Plans for the Mississippi auto factory fell through c. 2009.

- 2009 Alabama factory plan
As of September 2009 the possibility of producing Hybrid Kinetic vehicles at an undeveloped site near Bay Minette in Baldwin County, Alabama, was discussed. Hybrid Kinetic later dropped its Alabama plan due to a funding shortfall in 2009.

- JAC joint venture
In 2010, Hybrid Kinetic signed a letter of intent to enter into a joint venture with Chinese vehicle manufacturer Jianghuai Automobile, selling parts in China for use in green technology vehicles. A Tianjin, Shandong province, production base was to be complete by 2013. While the original intent was to manufacture whole vehicles, the JV was only to supply parts.
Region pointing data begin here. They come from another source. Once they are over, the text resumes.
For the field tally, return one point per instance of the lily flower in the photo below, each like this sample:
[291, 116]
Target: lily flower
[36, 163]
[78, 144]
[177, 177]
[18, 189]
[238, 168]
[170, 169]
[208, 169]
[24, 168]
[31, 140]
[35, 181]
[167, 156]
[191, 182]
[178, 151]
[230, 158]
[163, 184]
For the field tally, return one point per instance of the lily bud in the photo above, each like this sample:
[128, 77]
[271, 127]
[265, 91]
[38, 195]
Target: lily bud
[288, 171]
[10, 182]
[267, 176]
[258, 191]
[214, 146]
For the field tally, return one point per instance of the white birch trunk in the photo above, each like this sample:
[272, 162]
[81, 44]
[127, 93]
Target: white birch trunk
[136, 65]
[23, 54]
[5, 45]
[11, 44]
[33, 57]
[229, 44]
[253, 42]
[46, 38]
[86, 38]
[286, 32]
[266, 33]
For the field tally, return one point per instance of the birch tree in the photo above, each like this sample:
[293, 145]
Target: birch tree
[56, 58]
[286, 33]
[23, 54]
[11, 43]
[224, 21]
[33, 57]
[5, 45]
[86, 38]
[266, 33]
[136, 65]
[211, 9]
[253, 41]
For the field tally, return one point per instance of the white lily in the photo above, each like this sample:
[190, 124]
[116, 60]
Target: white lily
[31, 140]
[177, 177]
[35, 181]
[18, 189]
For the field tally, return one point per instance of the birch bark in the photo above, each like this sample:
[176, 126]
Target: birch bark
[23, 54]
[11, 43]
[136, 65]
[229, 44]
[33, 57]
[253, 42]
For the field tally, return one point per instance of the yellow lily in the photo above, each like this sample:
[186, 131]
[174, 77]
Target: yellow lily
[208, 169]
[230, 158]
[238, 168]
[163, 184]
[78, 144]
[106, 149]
- 2017 Collaboration with Pininfarina

A collaboration agreement was entered into by Hybrid Kinetic totaling $68 million with the Italian Pininfarina design firm for 46 months. According to this agreement, "Pininfarina will support Hybrid Kinetic in the turnkey development of an electric car from the styling concept and development of the vehicle to the engineering development and virtual and physical validation for series production". During this development, some of the vehicles in development included the following: H600 4 Seater Sedan, K550 5 Seater SUV, K750 7 Seater SUV, HK GT 4 Seater GT, K350 4 Seater Sedan, and H500 4 Seater Sedan.